Un accord passé avec l'Imprimerie nationale a permis ces grandes publications, d'une qualité typographique et d'une fabrication assez exceptionnelles, mais fatalement assez onéreuses. Ce qui, en revanche, est accessible à tous, c'est la documentation consultable par le public. Nous avions pensé établir des bureaux d'information à base de vidéo-fiches au siège des commissions régionales ; ils ont été installés dans les Directions régionales des affaires culturelles : actuellement ces centres existent dans quatorze régions, bientôt, m'assure-t-on, dans les vingt-deux régions.

La force et l'originalité de l'Inventaire général tiennent au travail sur le terrain, à la visite attentive des oeuvres et des sites. L'expérience a montré qu'il ne suffit pas de hautes qualités intellectuelles pour réussir dans ces travaux et il y aurait des conséquences à en tirer pour le concours de recrutement : un minimum de connaissances pratiques - photographie, dessin, dactylographie, conduite des voiture, connaissance de la campagne et de ses usages ... devrait certainement être exigé des futurs agents. Ils ne peuvent être des fonctionnaires ordinaires.

Au cours de son déploiement complet, l'Inventaire général a été amené à attirer l'attention sur deux ordres de réalité architecturale généralement négligés. D'abord l'architecture mineure (la notion avait cours depuis longtemps en Italie), c'est-à-dire les constructions d'ordinaire sans date ni auteur qui constituent, en quelque sorte, le tissu urbain naturel, ce qui fait la physionomie propre des bourgs et des villes. Une superbe enquête sur le Pays d'Aigues en Provence, parue, en 1981 dans la série topographiqe a montré avec une précision parfaite comment s'exprime ainsi le terroir. D'autre part, l'architecture industrielle, objet d'une soudaine promotion historique, a été prise en considération, comme il est normal pour tout ce qui, devenant obsolète, est voué à l'oubli et à la disparition. Comme d'habitude, toute une méthode d'approche a dû être élaborée, en liaison avec les secteurs de recherche technique et sociologique intéressés. On peut se demander en outre si, les années et les générations passant, il ne serait pas raisonnable d'étendre la saisie du patrimoine à de nombreux aspects du XIXe et du XXe siècles ; la limite inférieure de l'Inventaire général est toujours à repenser.

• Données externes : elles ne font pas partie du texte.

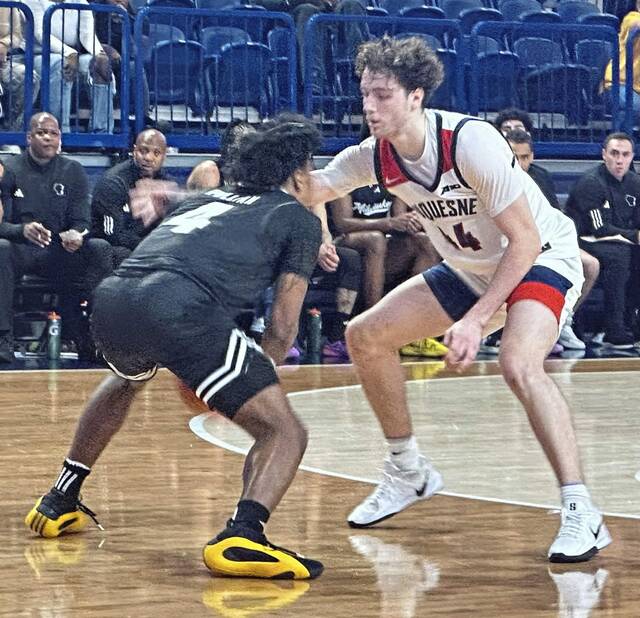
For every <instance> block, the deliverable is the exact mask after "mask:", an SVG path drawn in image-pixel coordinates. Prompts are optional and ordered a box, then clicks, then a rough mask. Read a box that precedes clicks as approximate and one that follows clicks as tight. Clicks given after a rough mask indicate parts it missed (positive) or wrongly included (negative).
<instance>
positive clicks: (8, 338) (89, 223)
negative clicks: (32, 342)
mask: <svg viewBox="0 0 640 618" xmlns="http://www.w3.org/2000/svg"><path fill="white" fill-rule="evenodd" d="M27 144H28V147H27V149H26V150H25V151H24V152H23V153H22V154H21V155H19V156H16V157H13V158H11V159H10V160H8V161H6V162H5V171H4V175H3V177H2V181H1V183H0V191H1V195H2V205H3V209H4V213H3V219H2V222H1V223H0V362H5V363H6V362H11V361H12V360H13V313H12V312H13V291H14V286H15V283H16V281H17V280H18V278H19V277H21V276H22V275H23V274H34V275H39V276H42V277H46V278H48V279H50V280H51V282H52V283H53V284H54V286H55V288H56V289H57V290H58V292H59V293H60V295H61V302H62V307H61V309H62V315H63V323H62V328H63V335H64V336H65V338H67V339H73V340H74V341H75V342H76V346H77V348H78V354H79V356H81V357H85V358H86V357H88V356H90V354H91V341H90V338H89V331H88V324H87V321H86V320H84V319H83V318H82V315H81V310H80V302H81V301H83V300H90V299H91V293H92V291H93V289H95V287H96V286H97V285H98V283H99V282H100V281H101V280H102V278H103V277H104V276H105V275H106V274H107V273H108V272H110V270H111V250H110V247H109V245H108V243H107V242H106V241H104V240H100V239H95V238H93V239H92V238H88V237H87V234H88V232H89V225H90V221H91V214H90V208H89V183H88V180H87V175H86V174H85V171H84V170H83V169H82V166H81V165H80V164H79V163H78V162H76V161H73V160H72V159H68V158H67V157H64V156H62V155H60V154H58V149H59V147H60V129H59V127H58V121H57V120H56V119H55V118H54V117H53V116H52V115H51V114H49V113H47V112H41V113H39V114H35V115H34V116H33V117H32V118H31V122H30V129H29V132H28V133H27Z"/></svg>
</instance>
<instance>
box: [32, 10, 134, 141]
mask: <svg viewBox="0 0 640 618" xmlns="http://www.w3.org/2000/svg"><path fill="white" fill-rule="evenodd" d="M69 11H78V12H79V13H78V22H79V21H80V18H81V13H82V12H83V11H84V12H91V14H92V16H93V14H94V13H115V14H117V15H119V16H120V17H121V18H122V20H124V23H125V24H126V25H127V27H128V26H129V23H130V22H129V16H128V15H127V12H126V11H125V10H124V9H122V8H121V7H118V6H114V5H103V4H90V5H84V4H74V3H69V4H66V3H65V4H54V5H52V6H50V7H49V8H47V10H46V11H45V13H44V21H43V34H42V75H41V82H40V98H41V103H42V105H41V108H42V109H43V110H46V111H51V105H50V103H51V94H52V92H51V81H50V80H51V78H52V77H53V78H56V77H57V76H53V75H52V73H51V67H50V60H51V59H53V60H55V58H56V56H58V54H55V53H52V52H51V20H52V19H53V18H54V16H55V14H56V13H58V12H61V17H60V19H61V24H62V27H63V28H64V26H65V22H66V14H67V13H68V12H69ZM78 28H79V26H78ZM116 51H117V52H118V53H119V54H120V57H121V62H120V75H119V76H118V77H119V79H116V77H115V76H112V78H111V83H108V84H102V85H104V86H105V93H104V98H105V99H106V103H105V108H106V111H107V117H106V119H105V118H101V115H100V114H99V113H96V109H95V107H96V105H95V102H96V100H97V98H98V96H99V95H98V94H97V88H94V86H98V85H96V84H91V83H90V84H89V88H90V95H89V97H90V102H89V107H90V111H89V114H90V118H89V123H90V124H91V123H92V122H94V123H95V122H103V121H105V120H106V122H107V124H109V123H110V122H111V119H112V118H113V113H114V104H113V99H114V96H115V93H116V91H117V92H118V93H119V97H120V115H121V119H120V124H119V130H118V132H113V133H107V132H98V131H86V132H85V131H81V130H80V128H81V127H80V119H79V115H80V114H79V113H78V112H79V110H80V103H81V94H82V93H81V90H82V89H81V88H80V85H81V79H82V77H81V75H80V71H78V72H77V74H76V76H75V80H74V87H73V89H72V93H71V96H72V107H73V102H74V101H75V104H76V115H75V119H74V123H73V125H72V126H71V127H70V128H71V129H72V130H71V131H68V132H64V134H63V144H64V145H65V146H73V147H99V148H102V147H106V148H120V149H127V148H128V147H129V145H130V126H129V61H130V50H129V37H128V36H123V37H122V46H121V49H119V50H116ZM85 52H86V53H87V54H90V53H91V52H93V53H91V55H96V54H95V49H92V50H85ZM82 55H83V54H82V53H81V52H79V53H78V56H79V57H80V56H82ZM59 56H60V58H61V60H62V59H63V58H62V56H63V53H62V52H61V53H60V54H59ZM58 70H60V71H62V66H61V65H60V66H59V69H58ZM60 77H61V80H60V93H59V96H60V99H63V94H62V92H63V88H64V84H63V82H64V76H63V75H61V76H60ZM116 82H117V86H116ZM98 111H99V110H98ZM58 120H60V121H61V119H60V118H59V119H58Z"/></svg>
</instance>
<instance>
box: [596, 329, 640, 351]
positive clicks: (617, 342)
mask: <svg viewBox="0 0 640 618" xmlns="http://www.w3.org/2000/svg"><path fill="white" fill-rule="evenodd" d="M634 343H635V342H634V339H633V335H632V334H631V333H630V332H629V331H627V330H624V329H615V330H613V329H612V330H608V331H606V332H605V334H604V338H603V340H602V345H607V346H609V347H611V348H616V350H630V349H631V348H633V346H634Z"/></svg>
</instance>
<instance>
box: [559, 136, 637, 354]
mask: <svg viewBox="0 0 640 618" xmlns="http://www.w3.org/2000/svg"><path fill="white" fill-rule="evenodd" d="M633 151H634V143H633V139H632V138H631V136H629V135H627V134H626V133H611V134H610V135H608V136H607V138H606V140H605V142H604V146H603V148H602V158H603V159H604V163H601V164H600V165H598V166H597V167H595V168H594V169H592V170H591V171H589V172H587V173H586V174H584V175H583V176H582V177H580V178H579V179H578V181H577V182H576V184H575V185H574V187H573V189H572V190H571V193H570V194H569V200H568V201H567V207H566V212H567V214H568V215H569V216H571V217H572V218H573V220H574V221H575V222H576V226H577V228H578V236H579V241H580V247H581V248H582V249H584V250H585V251H586V252H587V253H589V254H590V255H593V256H594V257H596V258H597V259H598V260H599V261H600V271H601V272H602V284H603V288H604V300H605V316H604V343H607V344H609V345H611V346H613V347H615V348H620V349H626V348H632V347H633V345H634V336H633V334H632V332H631V330H630V326H631V323H632V317H633V316H634V314H635V309H636V308H637V306H638V299H637V296H638V293H637V289H638V285H637V281H638V276H639V275H640V270H639V268H638V264H639V262H638V260H639V258H640V252H639V250H638V243H639V242H640V176H638V175H637V174H636V173H634V172H631V171H629V168H630V166H631V162H632V160H633Z"/></svg>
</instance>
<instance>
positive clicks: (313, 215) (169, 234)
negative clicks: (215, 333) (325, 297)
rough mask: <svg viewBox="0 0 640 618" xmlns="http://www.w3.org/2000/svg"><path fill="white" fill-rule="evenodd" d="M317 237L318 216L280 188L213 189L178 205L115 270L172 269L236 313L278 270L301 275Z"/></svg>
mask: <svg viewBox="0 0 640 618" xmlns="http://www.w3.org/2000/svg"><path fill="white" fill-rule="evenodd" d="M321 237H322V234H321V229H320V220H319V219H318V218H317V217H316V216H315V215H313V214H312V213H310V212H309V211H308V210H307V209H306V208H304V207H303V206H302V205H301V204H300V203H299V202H297V201H296V200H294V199H293V198H292V197H291V196H290V195H287V194H286V193H284V192H283V191H280V190H274V191H269V192H267V193H264V194H261V195H251V194H249V193H231V192H230V191H229V190H226V191H224V190H222V189H213V190H210V191H207V192H204V193H201V194H198V195H195V196H191V197H189V198H187V199H186V200H185V201H184V202H182V203H181V204H179V205H178V207H177V208H176V209H175V210H174V211H173V212H172V213H171V214H170V215H168V216H167V217H166V218H165V219H164V221H163V222H162V223H161V224H160V226H158V228H156V229H155V230H154V231H153V232H151V234H149V236H147V237H146V238H145V239H144V240H143V241H142V242H141V243H140V244H139V245H138V247H137V248H136V249H135V250H134V252H133V253H132V254H131V256H130V257H129V258H127V259H126V260H125V261H124V262H123V263H122V264H121V266H120V268H119V269H118V270H117V271H116V273H115V274H116V275H120V276H128V277H131V276H142V275H144V274H145V273H147V272H149V271H155V270H167V271H172V272H176V273H178V274H181V275H183V276H184V277H187V278H189V279H191V280H192V281H194V282H196V283H197V284H198V285H199V286H200V287H202V288H204V289H205V290H207V292H208V293H209V294H210V295H211V297H212V298H213V299H214V300H215V301H217V302H218V303H220V304H221V305H223V306H225V307H226V308H227V310H228V311H229V312H230V313H231V314H232V315H236V314H238V313H240V312H242V311H246V310H249V309H252V308H253V307H254V306H255V303H256V301H257V299H258V297H259V295H260V294H261V292H262V291H263V290H265V289H266V288H267V287H269V286H270V285H271V284H272V283H273V282H274V281H275V280H276V279H277V277H278V276H279V275H280V274H281V273H284V272H291V273H296V274H298V275H300V276H302V277H306V278H309V277H310V276H311V273H312V272H313V269H314V266H315V264H316V260H317V257H318V250H319V247H320V242H321Z"/></svg>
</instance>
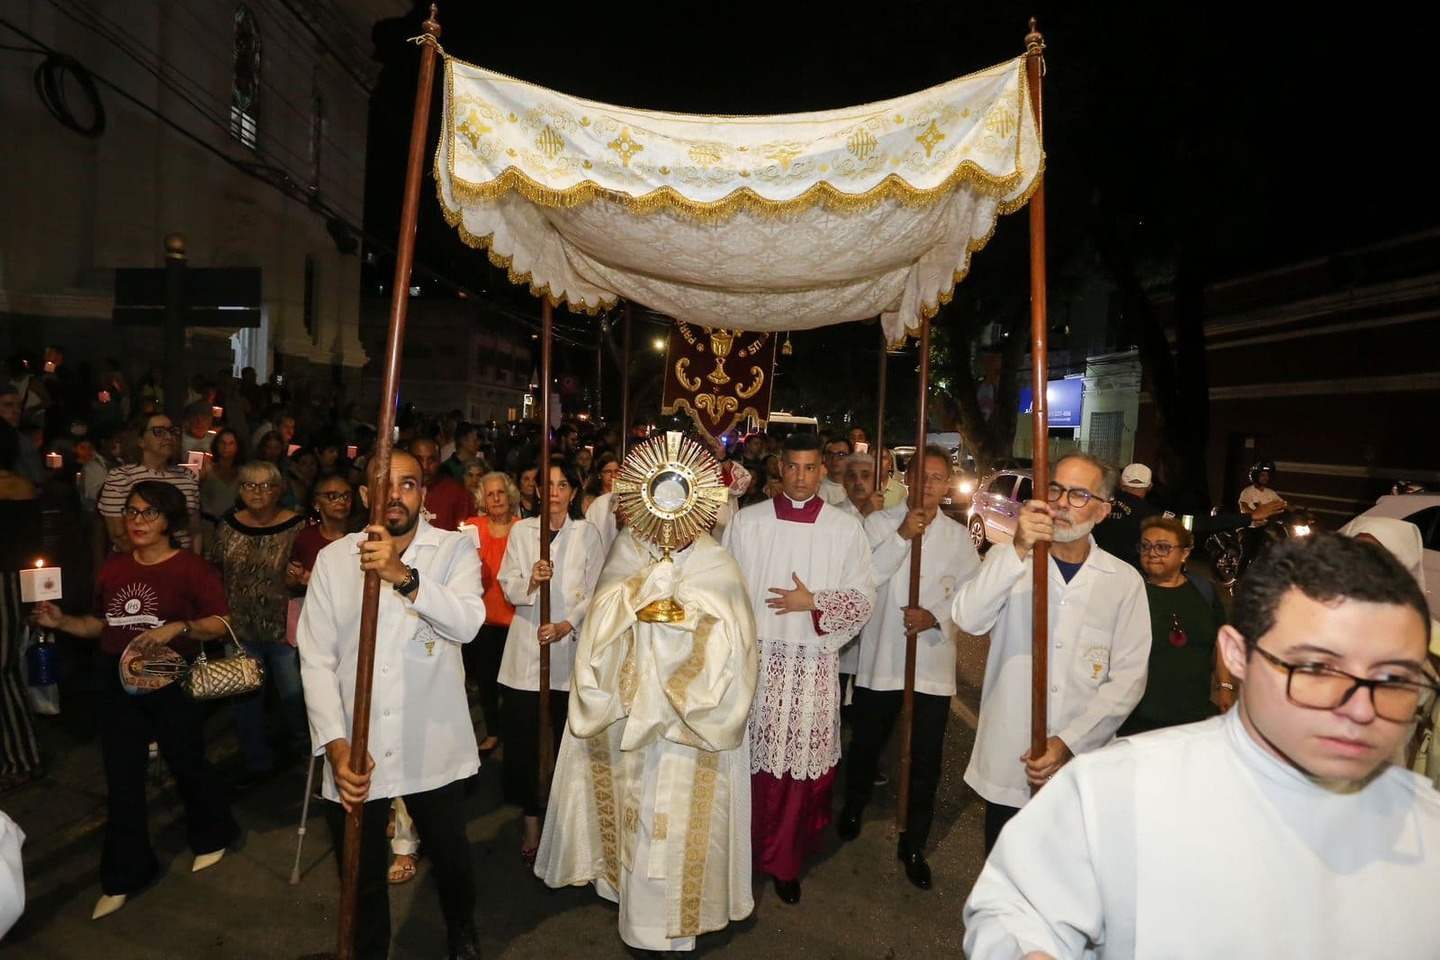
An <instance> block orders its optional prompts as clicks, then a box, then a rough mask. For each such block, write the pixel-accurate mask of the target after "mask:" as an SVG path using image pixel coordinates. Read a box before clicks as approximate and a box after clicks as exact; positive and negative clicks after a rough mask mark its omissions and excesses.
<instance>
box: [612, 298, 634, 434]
mask: <svg viewBox="0 0 1440 960" xmlns="http://www.w3.org/2000/svg"><path fill="white" fill-rule="evenodd" d="M629 331H631V304H629V301H625V345H624V348H622V351H621V356H622V357H624V361H622V363H621V449H618V450H615V455H616V456H618V458H621V459H622V461H624V459H625V442H626V440H629Z"/></svg>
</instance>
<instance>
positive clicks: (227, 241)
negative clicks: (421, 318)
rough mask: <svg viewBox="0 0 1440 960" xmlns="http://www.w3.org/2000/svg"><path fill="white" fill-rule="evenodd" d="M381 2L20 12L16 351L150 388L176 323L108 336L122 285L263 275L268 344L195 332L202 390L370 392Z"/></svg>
mask: <svg viewBox="0 0 1440 960" xmlns="http://www.w3.org/2000/svg"><path fill="white" fill-rule="evenodd" d="M408 9H409V4H403V3H397V1H392V3H382V1H380V0H364V1H360V3H341V1H340V0H330V1H325V0H246V1H245V3H235V1H232V0H151V1H137V3H127V4H107V3H94V1H91V3H73V4H52V3H40V1H30V3H26V1H22V3H9V4H6V19H7V20H9V22H12V23H13V24H14V27H17V29H19V30H13V29H12V30H10V32H9V33H10V36H7V37H6V42H7V43H13V45H17V46H24V45H29V46H30V47H33V50H35V52H33V53H19V52H9V53H6V55H4V56H0V105H3V107H0V115H3V117H4V118H6V119H4V135H3V137H0V209H3V210H4V212H6V214H4V217H0V356H4V357H10V356H12V354H14V353H17V351H24V353H39V351H40V350H42V348H43V345H46V344H60V345H63V347H65V348H66V356H68V361H69V363H72V364H86V363H88V364H99V363H102V361H104V360H107V358H114V360H117V361H118V363H120V364H121V367H122V368H124V370H127V371H128V373H130V376H131V377H138V376H140V374H143V373H144V371H145V370H148V368H150V367H151V366H153V364H156V363H158V361H160V358H161V356H163V347H161V331H160V328H158V327H120V325H115V324H112V322H111V309H112V307H114V271H115V269H117V268H158V266H161V265H163V263H164V237H166V236H167V235H170V233H179V235H183V236H184V239H186V250H187V259H189V265H190V266H219V268H225V266H249V268H259V269H261V273H262V321H261V327H259V328H256V330H238V328H225V327H216V328H192V330H189V331H187V350H186V367H187V368H186V376H187V377H189V376H193V374H202V376H204V377H213V376H215V374H216V371H217V370H220V368H233V370H236V371H238V370H239V368H240V367H245V366H252V367H255V368H256V371H258V373H259V376H261V379H262V380H264V379H265V377H266V376H268V374H269V373H272V371H282V373H284V374H285V376H287V379H291V380H295V379H312V380H315V379H324V380H325V383H331V384H336V386H340V384H350V386H354V384H357V383H359V371H360V368H361V367H363V364H364V361H366V354H364V350H363V348H361V344H360V335H359V314H360V302H359V298H360V289H359V275H360V266H359V239H357V237H359V229H360V225H361V222H363V203H364V197H363V191H364V157H366V124H367V109H369V96H370V89H372V86H373V81H374V71H376V66H374V65H373V62H372V56H370V39H369V37H370V26H372V23H374V20H377V19H382V17H387V16H397V14H402V13H405V12H406V10H408Z"/></svg>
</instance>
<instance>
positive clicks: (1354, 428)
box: [1136, 230, 1440, 528]
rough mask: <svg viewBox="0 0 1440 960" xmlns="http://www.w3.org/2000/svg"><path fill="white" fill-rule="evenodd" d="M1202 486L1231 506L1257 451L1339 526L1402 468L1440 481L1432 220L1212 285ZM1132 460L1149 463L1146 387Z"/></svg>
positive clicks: (1438, 367)
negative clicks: (1208, 436) (1205, 437)
mask: <svg viewBox="0 0 1440 960" xmlns="http://www.w3.org/2000/svg"><path fill="white" fill-rule="evenodd" d="M1205 314H1207V320H1205V341H1207V347H1205V350H1207V361H1208V370H1210V446H1208V456H1207V463H1208V479H1210V489H1211V491H1212V494H1215V495H1218V498H1220V502H1223V504H1227V505H1231V504H1234V502H1236V501H1237V497H1238V494H1240V489H1241V488H1243V486H1244V485H1246V482H1247V481H1246V472H1247V469H1248V466H1250V465H1251V463H1254V462H1257V461H1261V459H1267V461H1274V463H1276V478H1274V486H1276V489H1277V491H1279V492H1280V494H1282V495H1283V497H1284V498H1286V499H1287V501H1290V502H1292V504H1296V505H1303V507H1306V508H1309V510H1310V511H1312V512H1313V514H1315V515H1316V520H1318V521H1319V522H1320V524H1322V525H1325V527H1328V528H1333V527H1338V525H1341V524H1342V522H1345V521H1346V520H1348V518H1351V517H1354V515H1355V514H1358V512H1361V511H1364V510H1365V508H1367V507H1369V505H1372V504H1374V502H1375V498H1377V497H1380V495H1381V494H1387V492H1390V488H1391V486H1392V485H1394V482H1395V481H1397V479H1408V481H1414V482H1420V484H1424V485H1427V486H1430V488H1431V489H1434V488H1436V486H1437V485H1440V445H1437V443H1436V436H1437V430H1436V426H1434V415H1436V410H1440V230H1431V232H1424V233H1417V235H1410V236H1404V237H1397V239H1392V240H1390V242H1385V243H1377V245H1374V246H1368V248H1364V249H1356V250H1348V252H1344V253H1338V255H1333V256H1328V258H1320V259H1315V261H1308V262H1302V263H1295V265H1290V266H1284V268H1280V269H1274V271H1267V272H1263V273H1257V275H1253V276H1244V278H1238V279H1234V281H1228V282H1224V284H1217V285H1214V286H1211V288H1210V289H1207V295H1205ZM1140 400H1142V402H1140V430H1139V438H1138V443H1136V453H1138V458H1139V459H1142V461H1148V462H1153V450H1155V407H1153V404H1152V403H1149V399H1148V396H1145V394H1142V397H1140Z"/></svg>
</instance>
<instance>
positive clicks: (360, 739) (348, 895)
mask: <svg viewBox="0 0 1440 960" xmlns="http://www.w3.org/2000/svg"><path fill="white" fill-rule="evenodd" d="M436 13H438V12H436V7H435V4H433V3H432V4H431V16H429V19H428V20H425V23H423V24H422V26H420V29H422V32H423V36H425V42H423V43H422V45H420V76H419V82H418V83H416V86H415V119H413V122H412V124H410V157H409V163H408V164H406V168H405V203H403V206H402V210H400V237H399V242H397V243H396V255H395V284H393V288H392V291H390V330H389V335H387V337H386V344H384V383H383V386H382V387H380V416H379V417H377V419H376V422H377V425H379V427H377V430H379V432H377V435H376V442H374V459H373V465H372V471H370V489H369V494H370V524H372V525H374V524H384V507H386V504H387V502H389V499H390V449H392V446H393V443H395V397H396V393H397V390H399V383H400V353H402V351H400V344H402V343H403V341H405V314H406V309H408V308H409V301H410V268H412V265H413V262H415V225H416V220H418V216H419V209H420V171H422V170H423V166H425V131H426V128H428V127H429V119H431V92H432V91H433V88H435V53H436V49H438V47H439V37H441V24H439V20H438V19H436ZM370 538H372V540H377V537H374V535H372V537H370ZM379 613H380V574H379V573H377V571H374V570H369V571H366V574H364V594H363V597H361V606H360V652H359V658H357V661H359V662H357V664H356V702H354V725H353V727H351V731H350V770H351V771H356V773H359V770H356V764H360V766H361V767H363V766H364V763H366V757H369V751H370V684H372V679H373V676H374V629H376V623H377V620H379ZM363 820H364V805H363V803H356V805H354V806H353V807H351V809H350V813H348V815H346V843H344V858H343V861H341V866H343V869H341V874H340V933H338V940H337V944H336V956H337V957H340V960H350V959H351V957H353V956H354V924H356V905H357V902H359V900H357V897H359V878H360V826H361V823H363Z"/></svg>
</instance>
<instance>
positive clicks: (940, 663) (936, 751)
mask: <svg viewBox="0 0 1440 960" xmlns="http://www.w3.org/2000/svg"><path fill="white" fill-rule="evenodd" d="M953 469H955V468H953V465H952V463H950V456H949V453H946V450H945V449H943V448H939V446H926V448H924V452H923V455H922V456H916V458H914V459H913V461H912V463H910V488H912V489H914V485H916V484H920V505H919V507H916V508H913V510H912V508H907V507H903V505H901V507H894V508H890V510H884V511H880V512H874V514H871V515H870V517H868V518H867V520H865V535H867V538H868V540H870V545H871V551H873V553H871V560H873V563H874V566H876V580H877V583H878V584H880V587H878V596H877V600H876V613H874V616H871V617H870V622H868V623H865V628H864V629H863V630H861V633H860V638H861V639H860V672H858V675H857V676H855V705H854V714H852V717H851V738H850V760H848V761H847V766H845V806H844V809H842V810H841V812H840V822H838V823H837V828H835V829H837V830H838V832H840V836H841V839H844V841H852V839H855V838H857V836H860V822H861V816H863V813H864V809H865V803H868V802H870V794H871V792H873V790H874V782H876V764H877V761H878V760H880V751H881V750H883V748H884V746H886V741H887V740H890V731H891V730H893V728H894V723H896V717H899V715H900V710H901V707H903V702H904V661H906V635H907V633H914V635H916V666H914V723H913V728H912V735H910V803H909V810H907V815H906V832H903V833H900V842H899V846H897V853H899V856H900V861H901V864H904V872H906V878H907V879H909V881H910V882H912V884H914V885H916V887H919V888H920V889H930V882H932V881H930V865H929V862H927V861H926V859H924V845H926V841H929V838H930V823H932V822H933V820H935V792H936V789H937V787H939V786H940V760H942V757H943V756H945V753H943V751H945V724H946V721H948V720H949V717H950V698H952V697H953V695H955V643H956V639H958V630H956V628H955V619H953V617H952V616H950V606H952V604H953V602H955V593H956V590H958V589H959V587H960V584H963V583H965V581H968V580H969V579H971V577H972V576H975V571H976V570H978V569H979V566H981V558H979V554H976V553H975V544H973V543H971V534H969V531H968V530H966V528H965V525H962V524H958V522H955V521H953V520H950V518H949V517H946V515H945V514H943V512H940V501H942V499H943V498H945V495H946V494H948V492H949V485H950V476H952V474H953ZM917 474H919V475H917ZM916 537H919V538H920V603H919V606H910V551H912V547H913V544H914V540H916Z"/></svg>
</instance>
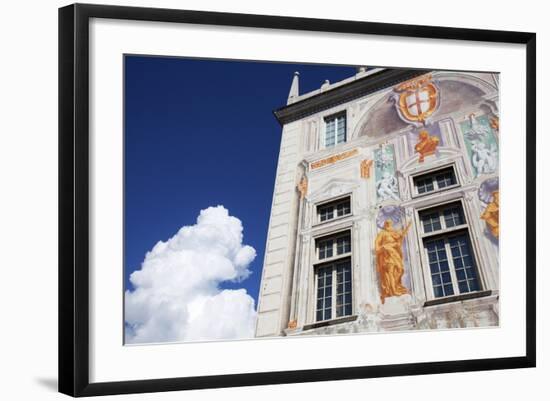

A l'époque où la Commission nationale dépendait directement du Cabinet ministériel, on avait esquissé un projet qui visait à prolonger l'entreprise par une sorte de musée de l'architecture et de l'espace français qui en aurait été l'un des aboutissements. On avait songé avec le regretté Louis Grodecki à tirer parti du formidable ensemble des Plans en relief, dont l'essentiel remonte, comme on sait, à Louis XIV. Ce musée nouveau se serait servi de maquettes spécialement fabriquées ou collectées, dont on connaît le pouvoir pédagogique. Il aurait été installé dans les Petites Ecuries à Versailles, alors vacantes. Une autre manifestation de l'Inventaire général en somme. Il en fut décidé autrement, et je préfère ne pas commenter la situation présente de la collection des plans, ni l'état du merveilleux édifice de Louis XIV.

Les expériences acquises par le service et les normes qu'il avait étudiées ont eu très tôt un certain retentissement international. Il suffit de rappeler avec quel intérêt les entreprises plus ou moins similaires de l'Europe - entendue au sens qu'il convient, puisque l'Autriche, la Hongrie, la Pologne, la Yougoslavie, étaient présentes - se sont rendues en 1980 à un grand colloque magistralement organisé par la Commission d'Alsace à Obernai-Bischoffsheim dans le Bas-Rhin. Le recueil des Actes a été publié en 1984. Il est clair, je crois, que cette initiative doit être reprise. L'année 1992 devrait en être l'occasion. Il serait peu excusable de manquer ce rendez-vous.